Sealy: First Boston provides a bridge loan for Gibbons, Green, van Amerongen to acquire Sealy for $1.1 billion.
Sealy: In the debacle that's become known as the "Burning Bed", Sealy's financing coincides with the collapse of the junk bond market. Unable to unload the loan on the markets, First Boston gets stuck with the entirety of the debt and ownership of Sealy. Later First Boston requires a bailout from Credit Suisse due to the collateral damage.
Simmons: Sold to Merrill Lynch for $32 million, for a 60% ownership stake and assumption of debt.
Sealy: Sold to Sam Zell in a fire sale for $250 million, less than a quarter of First Boston's valuation just a few years prior.
Simmons: Sold to Investcorp, an investment group in Bahrain, for $265 million.
Sealy: Sold to Bain Capital for $791 million, of which $650 was debt. Bain continues to increase Sealy's debt load to over $900 million.
Simmons: Sold to Fenway Partners for $513 million.
Tempur-Pedic: Sold to TA Associates and Friedman, Fleischer & Lowe for $350 million, financed with $205 million in debt.

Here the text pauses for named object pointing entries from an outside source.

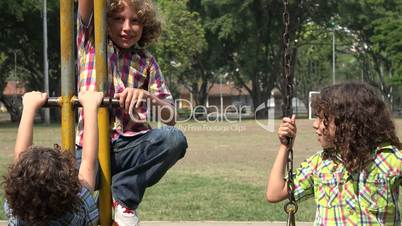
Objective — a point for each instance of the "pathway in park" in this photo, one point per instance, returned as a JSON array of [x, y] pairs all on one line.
[[209, 223]]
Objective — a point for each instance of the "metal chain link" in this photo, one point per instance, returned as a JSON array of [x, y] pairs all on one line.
[[291, 206]]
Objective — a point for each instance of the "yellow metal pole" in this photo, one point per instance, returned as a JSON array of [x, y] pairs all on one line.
[[67, 73], [105, 202]]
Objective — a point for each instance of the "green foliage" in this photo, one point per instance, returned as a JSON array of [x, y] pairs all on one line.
[[182, 38], [376, 27], [21, 36]]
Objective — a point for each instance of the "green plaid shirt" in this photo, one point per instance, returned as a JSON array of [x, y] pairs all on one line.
[[366, 198]]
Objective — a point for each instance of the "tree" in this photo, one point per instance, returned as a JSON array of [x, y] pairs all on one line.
[[249, 33], [182, 41], [21, 36], [375, 25]]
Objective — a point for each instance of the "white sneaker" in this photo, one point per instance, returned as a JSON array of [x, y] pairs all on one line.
[[124, 216]]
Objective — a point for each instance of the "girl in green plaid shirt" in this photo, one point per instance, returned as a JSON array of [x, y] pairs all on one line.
[[355, 179]]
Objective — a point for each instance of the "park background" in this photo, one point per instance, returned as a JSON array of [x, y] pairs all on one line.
[[220, 53]]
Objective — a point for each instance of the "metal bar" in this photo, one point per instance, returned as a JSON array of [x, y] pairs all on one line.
[[105, 200], [56, 102], [67, 73]]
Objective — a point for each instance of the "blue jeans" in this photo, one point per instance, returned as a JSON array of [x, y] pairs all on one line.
[[141, 161]]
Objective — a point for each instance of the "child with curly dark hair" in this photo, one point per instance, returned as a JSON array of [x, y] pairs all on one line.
[[355, 180], [140, 155], [43, 186]]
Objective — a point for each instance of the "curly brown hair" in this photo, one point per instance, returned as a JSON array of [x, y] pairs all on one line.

Mattress Firm: Sold to Sun Capital.
Simmons: Sold to Thomas H. Lee Partners for $1.1 billion, financed with $745 million in bonds and bank loans.
Serta: Sold to Ares Management and the Ontario Teachers Pension Group.
Sealy: Sold to Kohlberg Kravis Roberts for $1.5 billion, about a billion which is financed with debt. KKR continues to loads it up with more debt.
Hilding Anders of Sweden: Sold to Investcorp for 410 million EUR.
Spring Air: Sold to HIG Capital and merged with American Bedding Industries.
Mattress Giant: Sold to The Carlyle Group.
Hilding Anders: Sold to Candover for $1.3 billion.
Simmons: Thomas H. Lee Partners creates a holding company to issue $300 million more in debt. Following this up with a $238 million dividend, THL recoups its $327 million equity investment and books a $48 million profit.
Mattress Firm: Sold to J.W. Childs for $450 million, financed with $210 million of debt.
Simmons: Files for chapter 11 bankruptcy, and is sold to Ares Management and Ontario Teachers' Pension Plan for $760 million. The exit package slashes Simmons’ debt to $450 million from $1 billion. Ares and OTPP combine the corporate entities of Simmons and Serta under AOT Bedding Super Holdings.
Mattress Firm: IPO.
Sealy: Sold to Tempur-Pedic for $228 million.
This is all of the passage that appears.